?? init4acdc.m
字號(hào):
function A0=init4acdc(M,wix)
%this function finds an initial guess for
%the acdc algorithm by performing
%pre-whitening on one of the target
%matrices, and then finding the orthogonal
%diagonalizer of the transformed matrices
%using Cardoso's joint_diag algorithm.
%
%inputs:
%
%M(N,N,K) - a set of the K MxM target
% matrices;
%
%wix - (optional) index (1 to K) of the
% matrix M(:,:,wix) by which to
% determine the "whitening" factor.
% default: wix=1.
%
%output:
%
%A0 - the initial guess for acdc.
if ~exist('wix','var'), wix=1; end
[N N1 K]=size(M);
if N~=N1
error('input matrices must be square')
end
[V D]=eig(M(:,:,wix));
sD=sqrt(D);
W=inv(sD)*V';
Mw=zeros(N,N,K);
for k=1:K
Mw(:,:,k)=W*M(:,:,k)*W';
end
U=joint_diag(Mw,1e-10);
A0=V*sD*U;
function [ V , D , N] = joint_diag(A,jthresh)
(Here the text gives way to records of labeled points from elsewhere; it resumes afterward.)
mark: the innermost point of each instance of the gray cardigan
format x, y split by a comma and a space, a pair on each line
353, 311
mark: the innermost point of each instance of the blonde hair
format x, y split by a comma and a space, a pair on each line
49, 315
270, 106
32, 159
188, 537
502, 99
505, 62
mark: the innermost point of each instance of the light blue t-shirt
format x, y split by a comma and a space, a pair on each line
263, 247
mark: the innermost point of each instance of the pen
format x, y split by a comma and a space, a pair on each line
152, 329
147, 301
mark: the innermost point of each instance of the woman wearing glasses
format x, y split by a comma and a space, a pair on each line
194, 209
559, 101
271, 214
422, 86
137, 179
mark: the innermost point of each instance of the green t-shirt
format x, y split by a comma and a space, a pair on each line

% Joint approximate diagonalization
%
% Joint approximate of n (complex) matrices of size m*m stored in the
% m*mn matrix A by minimization of a joint diagonality criterion
%
% Usage: [ V , D , N] = joint_diag(A,jthresh)
%
% Input :
% * the m*nm matrix A is the concatenation of n matrices with size m
% by m. We denote A = [ A1 A2 .... An ]
% * threshold is an optional small number (typically = 1.0e-8 see the M-file).
%
% Output :
% * V is an m*m unitary matrix.
% * D = V'*A1*V , ... , V'*An*V has the same size as A and is a
% collection of diagonal matrices if A1, ..., An are exactly jointly
% unitarily diagonalizable.
% * N is the required number of iterations
%
% The algorithm finds a unitary matrix V such that the matrices
% V'*A1*V , ... , V'*An*V are as diagonal as possible, providing a
% kind of `average eigen-structure' shared by the matrices A1 ,...,An.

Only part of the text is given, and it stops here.